The Maztica Campaign Guide does a wonderful job in both giving a solid grounding in the lore of the setting for those unfamiliar with the AD&D 2E version as well as updating the setting for D&D 5E. This was particularly important to me because of the huge changes implied for Maztica due to first the Spellplague in 4E and then the Second Sundering in 5E. I used the guide to create a surrounding setting for running The Hidden Shrine of Tamoachan from Tales from the Yawning Portal in a 5E Forgotten Realms game.
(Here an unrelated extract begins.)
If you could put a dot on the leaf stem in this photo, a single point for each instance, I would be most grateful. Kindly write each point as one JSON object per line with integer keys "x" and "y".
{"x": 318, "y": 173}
I did, however, occasionally find the pages hard to read - the thin serif font on a white page with a piece of (lovely) monochrome background art looked nice, but hurt my eyes to look at (particularly on a screen) after a time. I did print a few pages for quick reference at my table and they looked better - but the font could still have benefitted from being a bit thicker. A lay-out scheme more akin to the WotC house style would probably have worked better.
The Maztican character races, classes, spells, items and other options were well handled and appreciated, as were the (few) new monster statblocks and the sample adventure at the end. Some of the subraces were a bit underwhelming compared to their 2E counterparts, but this is a minor complaint. The map at the end of the book is the one big low point for me - it's very blurry, low resolution, done in the 3E style - I suspect it's reused from somewhere. I've seen better custom maps of 5E Maztica (and indeed, used one), and it would've done the authors well to commission such a map.
If there was one thing really missing from the guide that I would have very much appreciated, it would be a random encounter table, something keyed to the unique Maztican setting, using both MM monsters and monsters from TWC.
However, all of that is irrelevant when you consider the depth and breadth of this updated version of Maztica and that the book is FREE. So who am I to criticize anything, really?